Western New York has its areas that resemble the Great Lakes Region (it is on the east side of Lake Erie) and all of the dilapidated buildings that once represented the enormous steel industry in the area. For many decades the rust has accumulated all over the area, leaving many jobless and spurning the depopulation of the entire region. But now something is different on the horizon of one town upstate named Lackwanna.
From The New York Times:
LACKAWANNA, N.Y., May 21 — Empty grain elevators and dormant railroad tracks line the Buffalo River to the east and Lake Erie to the west, interspersed with empty fields overgrown with gnarled shrubbery. Test wells that monitor decades of buried industrial waste dot the landscape. A passenger ship, rust overtaking its aqua paint, sits beside a decaying mill.The road from Buffalo to this city to the south offers a stark reminder of the region’s faded past as a hub of industry and shipping.
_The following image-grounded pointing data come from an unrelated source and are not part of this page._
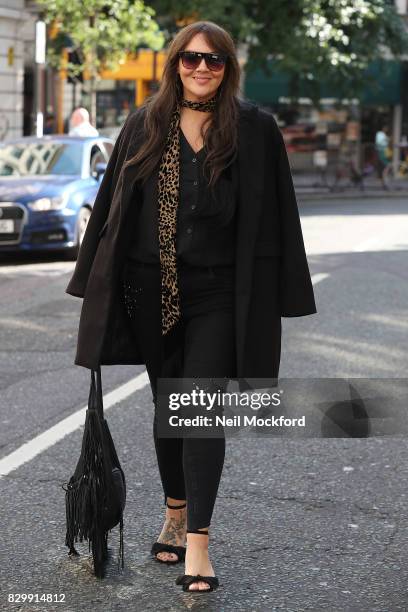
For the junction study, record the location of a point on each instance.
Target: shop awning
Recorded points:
(387, 76)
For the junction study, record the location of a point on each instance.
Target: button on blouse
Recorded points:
(196, 243)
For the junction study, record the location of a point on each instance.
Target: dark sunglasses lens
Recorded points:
(215, 63)
(190, 61)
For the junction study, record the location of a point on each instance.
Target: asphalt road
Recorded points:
(311, 524)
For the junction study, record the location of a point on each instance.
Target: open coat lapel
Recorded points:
(250, 181)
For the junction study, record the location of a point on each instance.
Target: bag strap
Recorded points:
(95, 401)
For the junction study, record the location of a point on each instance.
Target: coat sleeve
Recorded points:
(100, 211)
(295, 285)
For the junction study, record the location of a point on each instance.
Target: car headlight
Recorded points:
(43, 204)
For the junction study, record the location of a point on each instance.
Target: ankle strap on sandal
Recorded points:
(176, 507)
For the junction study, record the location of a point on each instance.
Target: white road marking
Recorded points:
(29, 450)
(38, 269)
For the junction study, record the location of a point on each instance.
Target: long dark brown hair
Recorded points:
(220, 139)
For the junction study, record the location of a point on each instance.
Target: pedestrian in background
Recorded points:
(192, 254)
(80, 124)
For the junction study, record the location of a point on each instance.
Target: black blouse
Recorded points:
(197, 243)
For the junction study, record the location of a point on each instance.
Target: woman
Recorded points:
(192, 255)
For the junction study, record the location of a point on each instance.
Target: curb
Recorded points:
(310, 197)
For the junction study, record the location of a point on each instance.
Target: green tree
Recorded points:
(101, 33)
(311, 40)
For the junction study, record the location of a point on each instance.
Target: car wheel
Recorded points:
(81, 225)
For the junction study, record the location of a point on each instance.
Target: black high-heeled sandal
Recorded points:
(188, 579)
(180, 551)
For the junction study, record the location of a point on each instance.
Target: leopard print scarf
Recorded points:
(168, 200)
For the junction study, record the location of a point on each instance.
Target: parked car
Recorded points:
(47, 189)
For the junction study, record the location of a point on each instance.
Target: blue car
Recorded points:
(47, 189)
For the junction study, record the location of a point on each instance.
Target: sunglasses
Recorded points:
(192, 59)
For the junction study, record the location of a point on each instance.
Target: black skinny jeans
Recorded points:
(202, 344)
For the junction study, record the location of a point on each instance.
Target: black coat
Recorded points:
(272, 274)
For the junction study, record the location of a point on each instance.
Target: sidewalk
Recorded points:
(311, 187)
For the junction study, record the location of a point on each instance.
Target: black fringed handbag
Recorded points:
(96, 493)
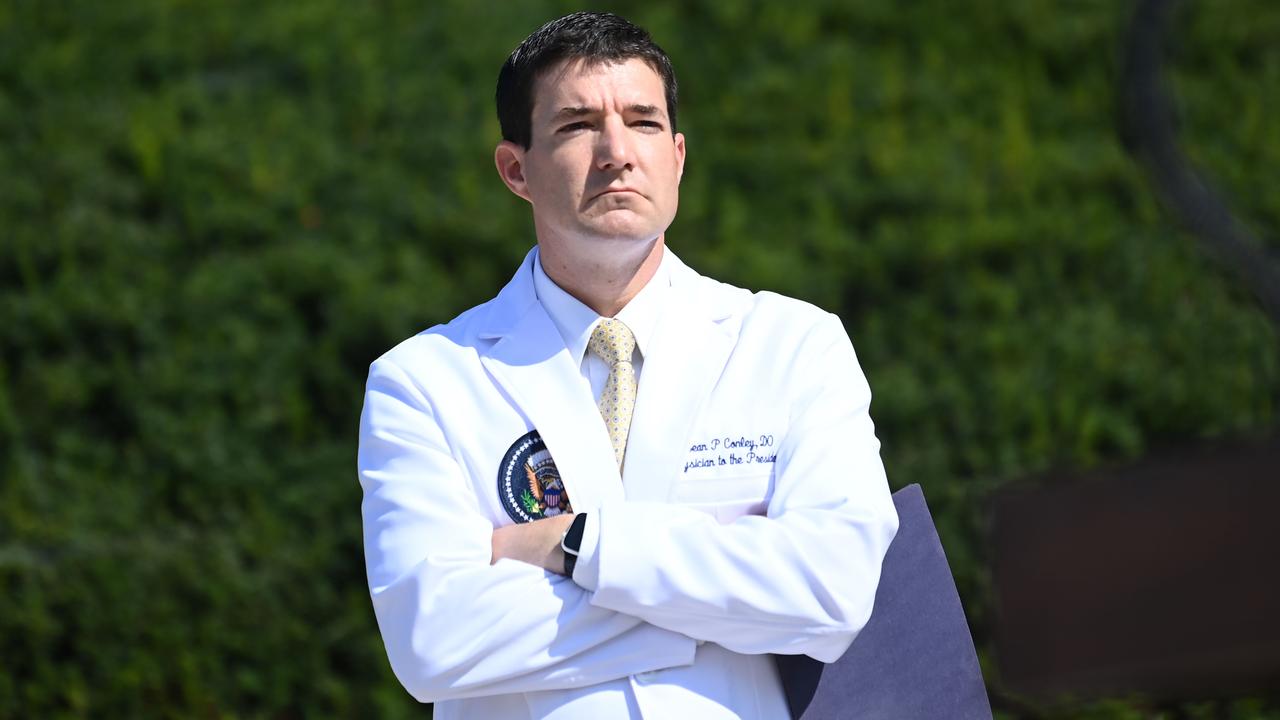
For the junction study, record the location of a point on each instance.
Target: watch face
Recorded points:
(529, 483)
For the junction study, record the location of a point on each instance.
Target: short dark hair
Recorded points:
(592, 37)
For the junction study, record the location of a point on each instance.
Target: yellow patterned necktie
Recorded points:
(613, 342)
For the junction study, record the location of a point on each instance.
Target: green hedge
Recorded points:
(215, 214)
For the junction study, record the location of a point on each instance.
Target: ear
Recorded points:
(510, 159)
(680, 155)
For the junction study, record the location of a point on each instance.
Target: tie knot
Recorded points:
(612, 341)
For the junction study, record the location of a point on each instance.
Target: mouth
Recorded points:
(616, 191)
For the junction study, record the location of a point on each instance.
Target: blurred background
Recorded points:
(214, 214)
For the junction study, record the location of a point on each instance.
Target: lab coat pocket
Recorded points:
(726, 496)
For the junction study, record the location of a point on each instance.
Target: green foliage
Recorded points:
(214, 215)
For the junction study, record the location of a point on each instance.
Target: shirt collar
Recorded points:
(575, 320)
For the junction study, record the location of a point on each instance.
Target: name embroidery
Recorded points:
(730, 450)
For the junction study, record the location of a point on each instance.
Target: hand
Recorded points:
(535, 543)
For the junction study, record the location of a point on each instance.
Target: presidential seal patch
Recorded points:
(529, 484)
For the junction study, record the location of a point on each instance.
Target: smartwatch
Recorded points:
(571, 542)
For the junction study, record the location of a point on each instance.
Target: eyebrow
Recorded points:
(581, 110)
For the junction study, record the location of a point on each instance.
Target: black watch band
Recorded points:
(572, 542)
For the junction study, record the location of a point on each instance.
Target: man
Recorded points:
(615, 488)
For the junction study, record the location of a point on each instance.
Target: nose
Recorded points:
(613, 146)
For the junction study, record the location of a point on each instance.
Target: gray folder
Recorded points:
(915, 657)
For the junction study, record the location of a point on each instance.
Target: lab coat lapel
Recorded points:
(533, 365)
(695, 336)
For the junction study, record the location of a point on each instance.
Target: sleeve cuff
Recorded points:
(586, 573)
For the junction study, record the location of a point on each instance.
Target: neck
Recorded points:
(604, 283)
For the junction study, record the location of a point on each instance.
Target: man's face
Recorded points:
(603, 163)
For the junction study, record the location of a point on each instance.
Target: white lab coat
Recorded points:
(752, 516)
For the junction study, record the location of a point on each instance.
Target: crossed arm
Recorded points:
(536, 543)
(469, 610)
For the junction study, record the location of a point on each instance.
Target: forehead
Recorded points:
(576, 83)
Yet in the past few months, a different sight has emerged on the 2.2-mile shoreline above a labyrinth of pipes, blackened buildings and crumbling coke ovens that was once home to a behemoth Bethlehem Steel plant: eight gleaming white windmills with 153-foot blades slowly turning in the wind off Lake Erie, on a former Superfund site where iron and steel slag and other industrial waste were dumped during 80 years of production.
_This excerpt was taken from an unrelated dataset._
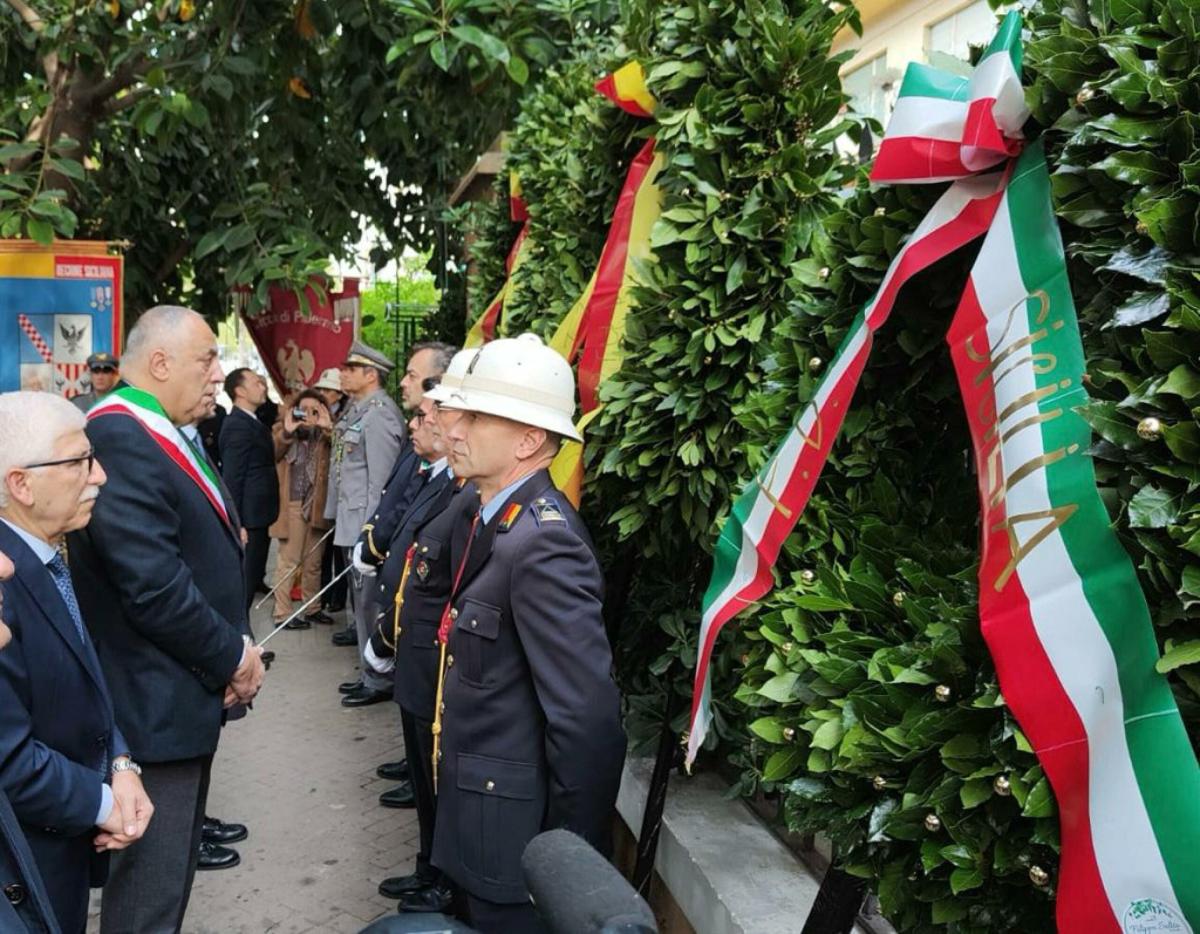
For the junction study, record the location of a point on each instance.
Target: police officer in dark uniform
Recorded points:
(414, 587)
(528, 722)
“It’s changing the image of the city of Lackawanna,” said Norman L. Polanski Jr., the city’s mayor and a former Bethlehem worker who lost his job when the company stopped making steel here in 1983. “We were the old Rust Belt, with all the negatives. Right now, we are progressive and we are leading the way on the waterfront.”
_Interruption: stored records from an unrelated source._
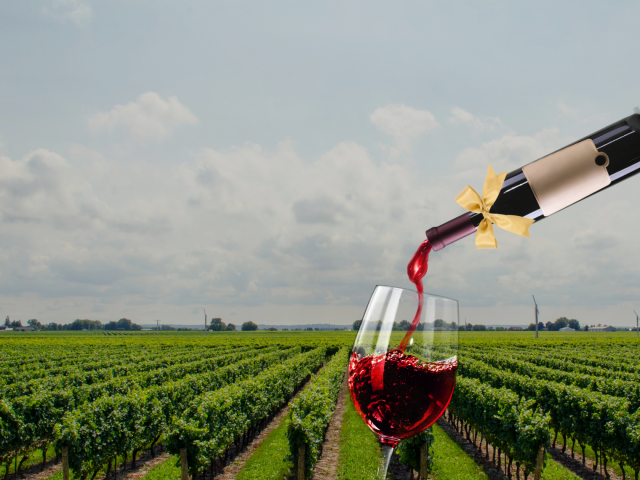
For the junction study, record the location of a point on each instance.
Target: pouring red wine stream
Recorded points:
(399, 395)
(416, 270)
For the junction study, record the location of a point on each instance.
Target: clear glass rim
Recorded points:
(435, 295)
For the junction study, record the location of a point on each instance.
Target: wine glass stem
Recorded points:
(387, 451)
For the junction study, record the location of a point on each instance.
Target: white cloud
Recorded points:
(43, 189)
(77, 11)
(579, 115)
(403, 123)
(244, 227)
(462, 116)
(510, 151)
(147, 118)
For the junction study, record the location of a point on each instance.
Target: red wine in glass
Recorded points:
(411, 397)
(401, 384)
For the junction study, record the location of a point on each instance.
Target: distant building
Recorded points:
(603, 329)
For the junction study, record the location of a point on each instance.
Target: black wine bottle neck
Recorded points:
(618, 144)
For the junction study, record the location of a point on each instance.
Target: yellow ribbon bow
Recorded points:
(470, 200)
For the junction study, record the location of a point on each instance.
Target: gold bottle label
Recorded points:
(567, 176)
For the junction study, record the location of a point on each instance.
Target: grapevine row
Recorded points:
(311, 412)
(219, 419)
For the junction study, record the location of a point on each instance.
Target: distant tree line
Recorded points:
(549, 326)
(217, 325)
(404, 325)
(559, 323)
(84, 324)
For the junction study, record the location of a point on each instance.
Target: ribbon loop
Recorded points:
(471, 201)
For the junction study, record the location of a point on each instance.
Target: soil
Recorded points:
(326, 467)
(479, 455)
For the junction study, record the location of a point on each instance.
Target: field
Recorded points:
(145, 405)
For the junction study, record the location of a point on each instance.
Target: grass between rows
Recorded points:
(359, 456)
(451, 462)
(34, 458)
(590, 455)
(167, 470)
(270, 460)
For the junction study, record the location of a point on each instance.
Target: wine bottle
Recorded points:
(562, 178)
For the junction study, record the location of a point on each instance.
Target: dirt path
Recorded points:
(35, 472)
(238, 461)
(326, 467)
(575, 465)
(143, 465)
(479, 454)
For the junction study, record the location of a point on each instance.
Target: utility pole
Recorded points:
(537, 311)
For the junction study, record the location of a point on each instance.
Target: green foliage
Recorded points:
(217, 325)
(249, 327)
(409, 450)
(450, 461)
(311, 412)
(359, 456)
(515, 425)
(271, 459)
(207, 428)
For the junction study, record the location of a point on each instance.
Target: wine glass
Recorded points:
(402, 372)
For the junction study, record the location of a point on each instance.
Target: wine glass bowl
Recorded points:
(401, 393)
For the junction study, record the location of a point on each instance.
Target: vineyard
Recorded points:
(94, 405)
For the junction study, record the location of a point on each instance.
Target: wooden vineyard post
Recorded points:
(65, 463)
(424, 462)
(538, 474)
(183, 464)
(301, 453)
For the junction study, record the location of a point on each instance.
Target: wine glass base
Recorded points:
(386, 451)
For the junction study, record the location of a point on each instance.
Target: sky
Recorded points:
(274, 161)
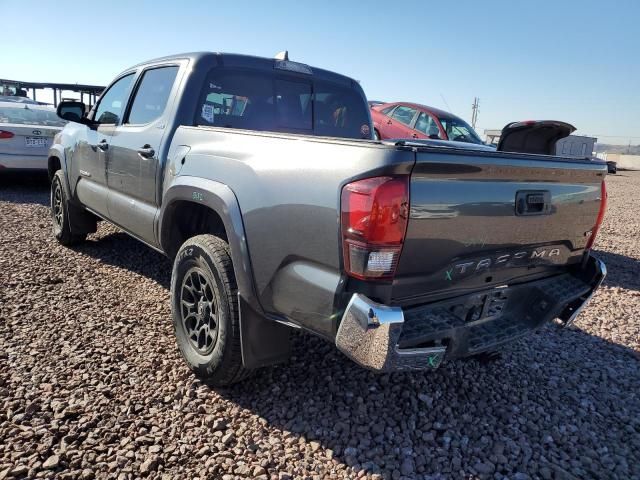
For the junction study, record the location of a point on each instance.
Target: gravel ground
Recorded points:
(92, 386)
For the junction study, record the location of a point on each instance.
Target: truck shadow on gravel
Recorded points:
(19, 187)
(560, 403)
(549, 404)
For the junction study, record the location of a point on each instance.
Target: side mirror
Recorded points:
(71, 111)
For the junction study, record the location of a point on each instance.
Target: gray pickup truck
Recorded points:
(261, 180)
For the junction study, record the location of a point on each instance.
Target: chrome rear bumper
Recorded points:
(370, 333)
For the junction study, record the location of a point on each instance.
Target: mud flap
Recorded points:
(263, 341)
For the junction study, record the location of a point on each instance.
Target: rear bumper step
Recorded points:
(385, 338)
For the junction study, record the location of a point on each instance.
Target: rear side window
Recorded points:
(152, 95)
(280, 103)
(427, 125)
(25, 114)
(404, 114)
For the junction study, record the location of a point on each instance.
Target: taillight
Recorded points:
(603, 207)
(374, 215)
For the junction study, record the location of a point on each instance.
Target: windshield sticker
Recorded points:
(207, 113)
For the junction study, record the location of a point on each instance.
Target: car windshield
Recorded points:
(459, 131)
(258, 101)
(24, 115)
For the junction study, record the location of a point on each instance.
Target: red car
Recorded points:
(411, 120)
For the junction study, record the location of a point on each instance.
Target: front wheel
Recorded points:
(204, 307)
(61, 212)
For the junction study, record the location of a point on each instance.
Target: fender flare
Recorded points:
(58, 151)
(263, 341)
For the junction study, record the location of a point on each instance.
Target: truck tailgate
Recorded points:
(479, 219)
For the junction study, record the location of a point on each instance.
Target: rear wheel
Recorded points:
(62, 211)
(205, 312)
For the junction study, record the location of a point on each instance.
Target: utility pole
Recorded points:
(474, 111)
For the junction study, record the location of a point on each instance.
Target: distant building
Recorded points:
(492, 137)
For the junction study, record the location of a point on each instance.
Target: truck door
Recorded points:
(92, 151)
(134, 152)
(400, 121)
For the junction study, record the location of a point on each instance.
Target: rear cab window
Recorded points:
(278, 102)
(152, 95)
(27, 114)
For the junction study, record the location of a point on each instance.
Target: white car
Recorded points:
(26, 133)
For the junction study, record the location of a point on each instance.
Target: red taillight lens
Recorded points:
(374, 215)
(603, 207)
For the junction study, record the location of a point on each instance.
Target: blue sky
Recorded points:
(577, 61)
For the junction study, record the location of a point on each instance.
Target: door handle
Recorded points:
(146, 151)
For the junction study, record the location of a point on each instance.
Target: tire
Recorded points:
(204, 307)
(62, 211)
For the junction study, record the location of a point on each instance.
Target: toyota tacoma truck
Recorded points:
(261, 180)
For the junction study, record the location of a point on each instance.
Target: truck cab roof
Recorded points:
(246, 61)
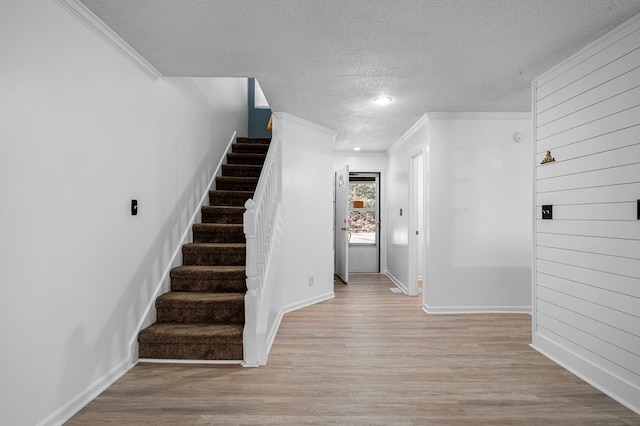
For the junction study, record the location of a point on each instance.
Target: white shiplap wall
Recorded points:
(587, 259)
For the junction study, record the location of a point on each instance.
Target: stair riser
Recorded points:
(208, 285)
(249, 148)
(208, 351)
(236, 185)
(217, 198)
(231, 257)
(266, 141)
(225, 216)
(222, 313)
(218, 234)
(252, 159)
(241, 170)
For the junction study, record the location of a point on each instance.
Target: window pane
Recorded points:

That type of leadership is exactly what the Great Lakes region needs, along with any other part of the country that has suffered economic depression due to the changing of the times. Building clean energy sources such as wind turbines and large solar panel systems is the way to go for the future. Forget about the high tech ideas like hydrogen and use what the Earth gives us naturally and is easy to use.